Au cours des siècles passés, alors que les frontières ont été établies dans le monde entier, de nombreuses cultures anciennes nomades de la civilisation humaine ont été contraintes d'arrêter de se déplacer, forcées de rester sur leurs terres natales. Ces peuples parcouraient les terres d'Afrique, du Moyen-Orient et d’Amérique du Nord, à travers les continents ne revendiquant jamais aucune propriété, mais en vivant librement, de la terre. Ils chassaient, pêchaient et vivaient dans des zones en fonction des différentes saisons. Lorsque les conditions changeaient, ils déménageaient. L'idée même de posséder des biens était une notion totalement étrangère pour eux. Mais lorsque les premières nations sont apparues, leurs droits fonciers ont disparus, faisant de ces cultures, des nomades. Ainsi, ils ont été dus s'adapter à une vie indésirable et inconnue. Des histoires semblables à celles des populations autochtones à travers le monde sont nombreuses, et certains peuples se battent encore pour leurs droits. Toutefois, l'Europe est rarement considérée dans toutes les polémiques impliquant les peuples autochtones.
Leurs racines culturelles remontent à 10.000 ans, à une époque où la chasse au gros gibier était une nécessité pour survivre au froid d'Europe du Nord. Aujourd'hui, le peuple Sami et leur culture restent intacts. Il est peut être difficile pour beaucoup de croire que ces cultures existent encore en Europe, mais c’est le cas, dans encore quatre pays. En dépit de toutes les avancées modernes de l'Europe, du le monde, les Samis continuent à vivre au sein de communautés ayant un mode de vie traditionnel. La plupart des gens n’en ont tout simplement jamais entendu parler jusqu'à présent.

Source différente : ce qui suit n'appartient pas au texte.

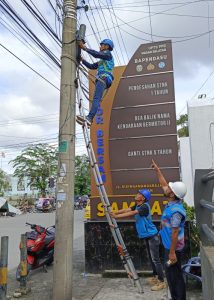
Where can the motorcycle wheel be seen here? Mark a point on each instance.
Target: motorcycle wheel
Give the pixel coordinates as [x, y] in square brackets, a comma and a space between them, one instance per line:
[18, 271]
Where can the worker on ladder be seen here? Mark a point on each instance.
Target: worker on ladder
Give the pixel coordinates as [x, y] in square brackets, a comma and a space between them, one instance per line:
[104, 77]
[146, 230]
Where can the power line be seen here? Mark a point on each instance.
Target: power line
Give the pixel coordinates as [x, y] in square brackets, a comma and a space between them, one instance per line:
[150, 21]
[29, 67]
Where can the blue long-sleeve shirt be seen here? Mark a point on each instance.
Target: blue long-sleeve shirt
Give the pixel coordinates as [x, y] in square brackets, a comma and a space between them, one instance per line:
[105, 55]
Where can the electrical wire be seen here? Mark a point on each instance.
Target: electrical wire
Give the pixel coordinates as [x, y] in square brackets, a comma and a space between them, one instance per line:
[29, 67]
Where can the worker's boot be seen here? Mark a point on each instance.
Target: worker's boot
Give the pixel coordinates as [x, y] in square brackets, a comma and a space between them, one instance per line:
[152, 280]
[160, 285]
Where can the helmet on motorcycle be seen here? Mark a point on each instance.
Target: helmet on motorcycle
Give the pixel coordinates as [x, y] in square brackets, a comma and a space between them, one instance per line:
[145, 193]
[109, 43]
[178, 188]
[46, 203]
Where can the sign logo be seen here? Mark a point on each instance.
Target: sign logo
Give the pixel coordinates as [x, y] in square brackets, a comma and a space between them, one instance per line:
[150, 67]
[161, 65]
[139, 68]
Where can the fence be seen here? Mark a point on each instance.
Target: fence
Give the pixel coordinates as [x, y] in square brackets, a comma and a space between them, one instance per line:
[204, 207]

Avec une population estimée entre 50.000 et 70.000 personnes. Les Samis sont toujours établis en Scandinavie ainsi que les communautés en Norvège, en Finlande et en Suède, tandis qu'une petite population vit en Russie. Bien qu'ils n'aient pas leur propre Etat, les Samis sont reconnus en tant que citoyens au sein de leurs nations et sont officiellement représentés par les parlements scandinaves, où un conseil nordique Sami les représente. Cependant, en Russie, les Samis n’ont pas eu de droits jusqu'à la chute du rideau de fer. Indépendamment des droits, le maintien des traditions est difficile.
Les Samis sont surtout connus comme le « peuple des rennes ». Les arts, la culture, et l'économie impliquent toutes l'animal rendu célèbre par le mythe du Père Noël. En Suède, une grande majorité de la population Sami reçoit encore une portion de leurs revenus du commerce des rennes. Beaucoup ont du toutefois délaisser cette activité afin de chercher du travail dans des pratiques plus modernes en raison de la déforestation et de la construction de barrages hydroélectriques qui laissent de moins en moins de place pour l’élevage des rennes.

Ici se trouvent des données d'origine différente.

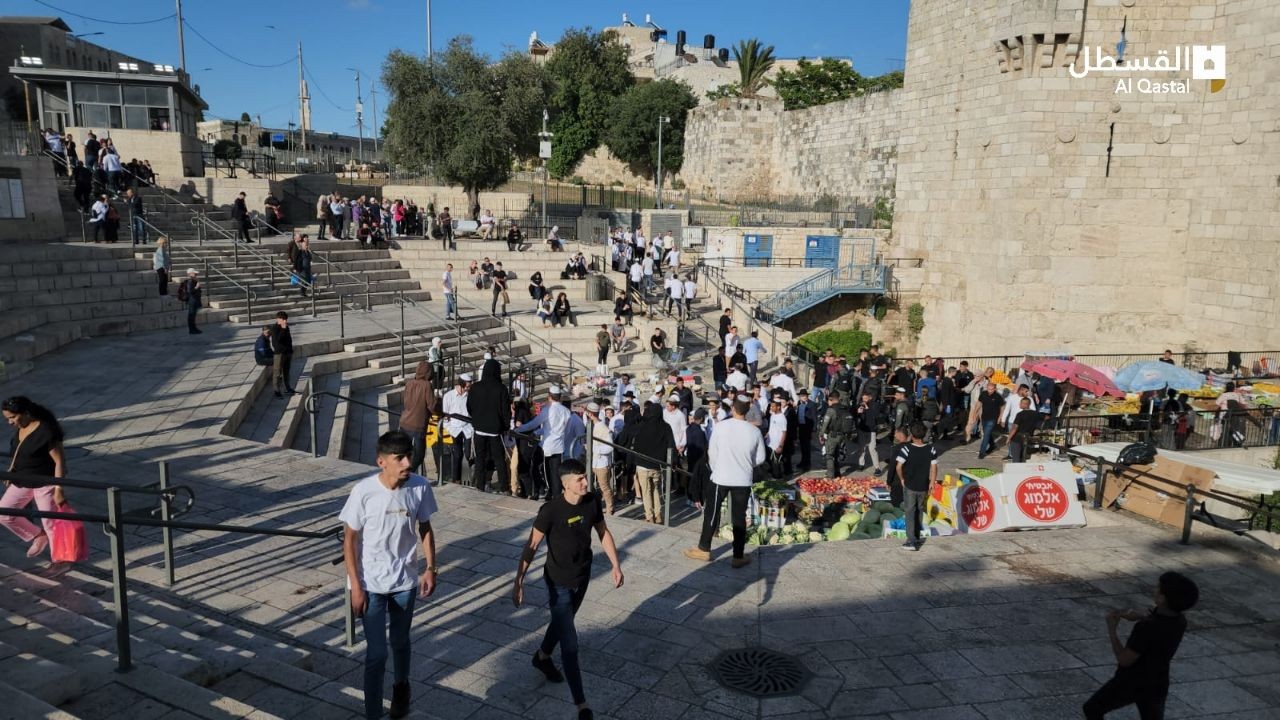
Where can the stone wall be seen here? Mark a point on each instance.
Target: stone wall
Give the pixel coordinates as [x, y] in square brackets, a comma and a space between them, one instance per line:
[1061, 212]
[741, 150]
[42, 214]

Les Samis ne parlent pas les deux langues nationales du pays mais uniquement leurs dialectes traditionnels spécifiques à leurs régions. Cela signifie également que la communication entre cultures est impossible. Cependant, malgré les barrières linguistiques, les Samis en Suède ont accès aux programmes universitaires axés sur leur culture, ainsi qu'en Norvège et en Finlande. Même si le christianisme a été adopté par le peuple, les Sami continuent de pratiquer leur propre religion, qui est étroitement liée à leur nature. En tant que peuple, les Samis ont su perdurer à travers l'histoire. Mais en s'adaptant à une Europe moderne, de nombreux jeunes Sami se sont retrouvés à devoir choisir entre tradition ou vie moderne.

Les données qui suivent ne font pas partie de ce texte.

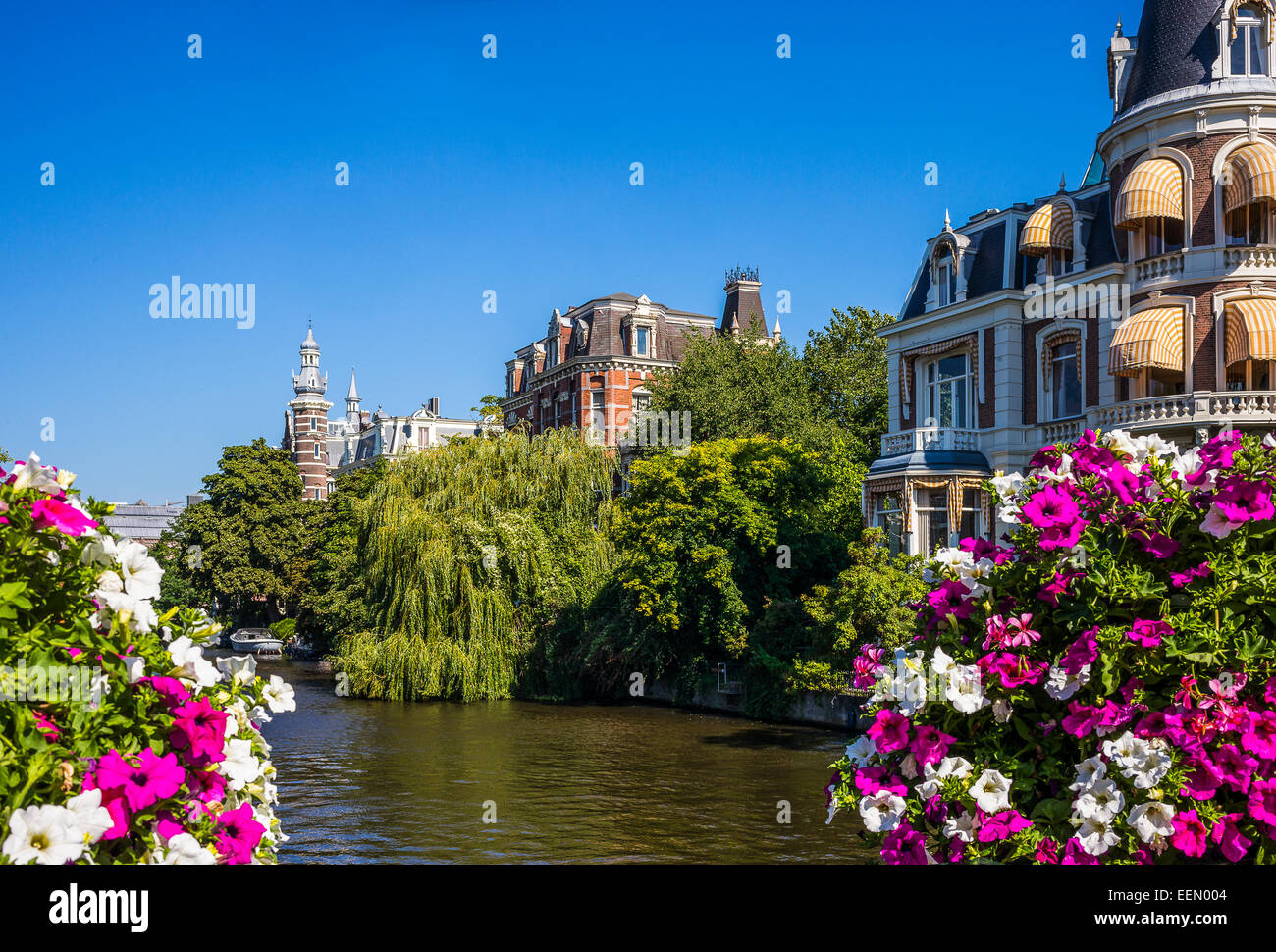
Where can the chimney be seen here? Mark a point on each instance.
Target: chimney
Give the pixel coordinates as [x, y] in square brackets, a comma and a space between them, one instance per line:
[743, 301]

Pour les voyageurs intéressés par la culture Sami, il est possible de visiter les communautés en Suède, où les traditions sont encore pratiquées. Comme les Samis sont connus comme un peuple ouvert aux étrangers, les visiteurs doivent se sentir libres de se présenter à eux et d’être curieux. Les visites effectuées pendant la période de Noël donnent aux gens un regard nouveau sur une culture ancienne toujours pratiquée. Et si vous êtes chanceux, vous apercevrez peut être un renne.